「フリスター・ラージ・ユロージヴイ(キリストのためのユロージヴイ)」と呼ばれることもある。また「ユロージヴイ」は男性形であって、女性形は「ユロージヴァヤ」という。ロシア正教における苦行者の一種で、この中から多くの聖人が生まれた。日本では「佯狂者」「聖愚者」「聖痴愚」「瘋癲行者」など様々な言葉に訳されている。
ごく大雑把にまとめるなら、ユロージヴイとは常人のような知性を持たぬ痴愚者として生き、その生き方自体を神に近づくための苦行とする人々のことである。もともとはビザンツの伝統を汲む存在であるが、とりわけ中世のロシアで流行し、その中から多くの聖人を輩出した。ただし、ユロージヴイが実際に狂える者であるのか、あるいはそのように装っているだけなのかはどうもよく分からない。日本語訳の不統一(「佯狂」と「痴愚」)も、ユロージヴイ理解の難しさを物語っている。実際には様々なケースが存在したのではないかと思う。
いずれにせよ、ユロージヴイたちは社会の中にあって社会と交わらず、一切の財産を持たず、裸や裸足、あるいは苦行のため鉄の首輪・鎖を身につけるなど、特異な姿で生活していた。列聖されたユロージヴイの中でも特に名高いヴァシーリー・ブラジェンヌイは、イコンの中では常に裸で描かれているが、これはユロージヴイの象徴なのである。そうしてユロージヴイたちは、明らかに常軌を逸した言動を続け、時には権力者に対して無礼な振る舞いをする場合さえあったが、しかし彼らを咎める者はなかったという。ユロージヴイは狂者として社会の埒外にあり、それ故に常人が守るべきあらゆるルールから自由であった。

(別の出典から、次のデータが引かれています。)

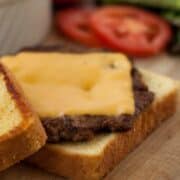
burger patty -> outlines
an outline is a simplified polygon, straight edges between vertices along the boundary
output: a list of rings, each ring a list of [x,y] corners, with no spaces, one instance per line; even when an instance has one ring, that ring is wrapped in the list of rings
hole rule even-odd
[[[87,53],[99,52],[102,49],[86,48],[64,40],[58,45],[25,48],[22,51]],[[63,140],[85,141],[92,139],[98,133],[122,132],[131,129],[137,116],[145,111],[154,99],[154,93],[148,90],[142,81],[140,72],[134,67],[132,68],[131,76],[135,100],[135,113],[133,115],[106,116],[86,114],[41,118],[48,136],[48,142],[59,143]]]
[[[84,141],[92,139],[100,132],[126,131],[132,128],[136,117],[153,101],[154,94],[143,83],[140,73],[132,70],[133,92],[135,98],[135,113],[117,116],[106,115],[63,115],[56,118],[43,118],[49,143],[62,140]]]

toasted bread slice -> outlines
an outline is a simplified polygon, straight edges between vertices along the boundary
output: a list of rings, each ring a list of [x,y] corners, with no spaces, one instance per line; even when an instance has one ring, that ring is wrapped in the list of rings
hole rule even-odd
[[[0,64],[0,171],[38,151],[45,141],[38,116]]]
[[[169,78],[142,71],[143,79],[155,93],[155,100],[124,133],[97,136],[88,142],[47,144],[28,161],[49,172],[70,179],[99,180],[149,133],[175,112],[177,83]]]

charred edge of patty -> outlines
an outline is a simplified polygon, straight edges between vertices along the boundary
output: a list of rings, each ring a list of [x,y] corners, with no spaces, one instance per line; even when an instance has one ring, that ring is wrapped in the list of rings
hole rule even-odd
[[[135,68],[131,71],[135,98],[134,115],[64,115],[56,118],[43,118],[49,143],[65,141],[85,141],[100,132],[127,131],[132,128],[136,117],[153,101],[154,93],[142,81],[141,74]]]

そればかりでなく、ユロージヴイは大いなる神聖さを身にまとった者として、人々に敬われる存在であった。ユロージヴイはしばしば予言や奇蹟を行ない、人々に救いの手を差し伸べ、あるいは警告を発した。つまりは人間でありながら半ば人間を超越した、神に近い存在として認識されていたのである。列聖されたユロージヴイたちの聖者伝は、彼らが生前あるいは没後になした様々な奇蹟についての記述で満ちている。

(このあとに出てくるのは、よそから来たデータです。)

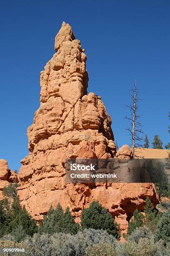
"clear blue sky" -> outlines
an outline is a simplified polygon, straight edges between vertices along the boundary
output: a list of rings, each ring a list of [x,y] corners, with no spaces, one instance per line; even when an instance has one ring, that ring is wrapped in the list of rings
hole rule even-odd
[[[155,134],[164,145],[170,141],[170,13],[169,0],[1,0],[0,158],[18,170],[28,154],[40,72],[63,20],[85,49],[88,92],[102,97],[119,146],[130,143],[125,105],[135,78],[150,146]]]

ユロージヴイについて具体的なイメージをつかみたければ、プーシキンの戯曲「ボリス・ゴドゥノフ」を読まれるといいだろう。この作品に登場するニコルカは、ユロージヴイの文学的形象としては代表的な存在である。
ニコルカはモスクワの人々に深く敬われているが、子供たちは彼をからかい嘲笑する。おそらく、子供は(ユロージヴイと同じく)社会的なルールが適用されない存在であり、ある意味ユロージヴイと「台頭な」関係を築くことができたのだろう。そこに皇帝ボリス・ゴドゥノフが現れると、ニコルカは子供たちに嘲弄されたことを訴え、ボリスに向かってこう呼びかける。
「ボリスやボリス、あの子供たちを殺しておくれ…お前が皇子を殺したように!」
この作品におけるボリス・ゴドゥノフは、自らの野望のため現実に皇子ドミトリーを殺害し、しかもその罪の意識に悩まされる人物として描かれている。それ故に、ニコルカの言葉は皇帝ボリスの心の闇を衝き、大きな痛手を与えたはずだ。しかしながら、ボリスは彼を罰することができない。
このように、ユロージヴイという存在は極めてユニークであり、我々の目から見れば異様にさえ映るかも知れない。しかしながら、ユロージヴイがかつてのロシア社会に受け入れられ、そればかりか大いなる尊崇を集めていたことは紛れもない事実なのである。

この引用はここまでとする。